Author: Kirsty Tuxford | Date: 03 Nov 2015

Young leaders believe the UAE's economy has greatest potential to boost their careers, WEF survey finds

The United Arab Emirates is the top worldwide emerging markets destination for career advancement among the millennial generation, according to the Global Shapers Annual Survey 2015.
More than 1,000 people aged between 20 and 30 from around the world took part in the survey, which was conducted by the World Economic Forum (WEF). They were all members of WEF’s Global Shaper Community – a network of more than 450 city-based hubs of young, civically engaged leaders.
Respondents picked the UAE as the number one destination to advance their careers, beating other economic powerhouses such as China, Brazil, South Africa and India.
Mark Williams, head of leadership and talent at Hay Group Middle East, isn’t surprised that millennials favour the UAE. “Economic growth, favourable tax conditions, year-round sunshine and an exciting social calendar all add up to an attractive package,” he said. “]Dubai’s] position as a global transport hub and initiatives such as Sheikh Mohammed bin Rashid Al Maktoum’s Smart City create a connected and hassle-free lifestyle that appeals to the so-called ‘digital native’ millennial generation.”
But, warned Williams, the UAE’s fantastic location won’t be enough on its own for employers to attract and retain the best young talent: “Millennials have a tendency to move around in their careers as they seek progression and development. To counteract this, organisations need an employee value proposition that appeals to that generation. They can do this by focusing on career progression and development opportunities, as well as work-life balance and a competitive compensation and benefits package.”

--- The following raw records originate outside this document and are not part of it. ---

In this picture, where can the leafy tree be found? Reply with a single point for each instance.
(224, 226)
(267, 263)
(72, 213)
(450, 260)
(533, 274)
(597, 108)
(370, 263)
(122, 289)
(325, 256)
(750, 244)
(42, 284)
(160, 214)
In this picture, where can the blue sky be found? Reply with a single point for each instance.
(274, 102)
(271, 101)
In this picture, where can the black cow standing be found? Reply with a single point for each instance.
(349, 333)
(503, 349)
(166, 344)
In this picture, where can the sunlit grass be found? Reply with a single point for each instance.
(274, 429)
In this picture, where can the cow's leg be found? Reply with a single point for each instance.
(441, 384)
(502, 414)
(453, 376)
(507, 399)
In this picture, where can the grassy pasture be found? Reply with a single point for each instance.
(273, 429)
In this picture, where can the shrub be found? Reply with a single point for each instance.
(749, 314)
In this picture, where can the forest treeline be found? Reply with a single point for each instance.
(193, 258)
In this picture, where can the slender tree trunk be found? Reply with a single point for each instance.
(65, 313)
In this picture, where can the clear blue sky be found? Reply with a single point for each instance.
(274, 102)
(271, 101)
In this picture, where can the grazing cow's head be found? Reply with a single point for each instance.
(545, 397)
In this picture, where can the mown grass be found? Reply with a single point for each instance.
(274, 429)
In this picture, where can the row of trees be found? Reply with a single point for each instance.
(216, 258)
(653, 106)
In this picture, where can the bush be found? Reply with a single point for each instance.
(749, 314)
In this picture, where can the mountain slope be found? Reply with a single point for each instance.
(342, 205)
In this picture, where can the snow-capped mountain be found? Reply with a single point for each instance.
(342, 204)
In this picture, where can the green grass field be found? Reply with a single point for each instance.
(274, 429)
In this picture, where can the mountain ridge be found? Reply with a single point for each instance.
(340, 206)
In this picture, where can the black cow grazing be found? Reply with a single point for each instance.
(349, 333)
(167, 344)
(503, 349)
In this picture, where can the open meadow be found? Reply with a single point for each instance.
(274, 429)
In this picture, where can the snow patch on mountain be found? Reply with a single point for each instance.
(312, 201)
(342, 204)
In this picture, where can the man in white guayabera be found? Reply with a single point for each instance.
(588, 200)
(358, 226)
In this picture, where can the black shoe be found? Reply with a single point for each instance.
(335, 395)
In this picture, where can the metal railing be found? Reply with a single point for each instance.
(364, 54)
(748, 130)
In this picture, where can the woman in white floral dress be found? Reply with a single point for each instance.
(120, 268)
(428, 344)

Businesses should also scrutinise their management styles, said Williams. “Millennials are looking for a new type of leadership that allows them the freedom to work in a way that suits them. Our research shows that organisations in this region tend to default to the ‘command and control’ style of management. Leading companies are equipping their senior staff with the skills to lead diverse and multi-generational teams, which gives them a competitive edge in the race to attract and retain top talent.”
The WEF’s survey also shone a light on the social issues and challenges that millennials deem important. Income inequality was cited as a key issue at both a city and global level, while youth unemployment and effective government were raised as issues at city level.
“By choosing the UAE as the top emerging markets destination, millennials are selecting a country that is very serious about professional advancement,” said Yemi Babington-Ashaye, head of the Global Shapers Community, WEF. “The results also remind us of those things that millennials value everywhere, such as social and economic equality.”
The survey’s results also suggested a generational shift in the concept of work, with respondents prioritising the opportunity to make a difference in their society and the ability to learn ahead of simply climbing the career ladder.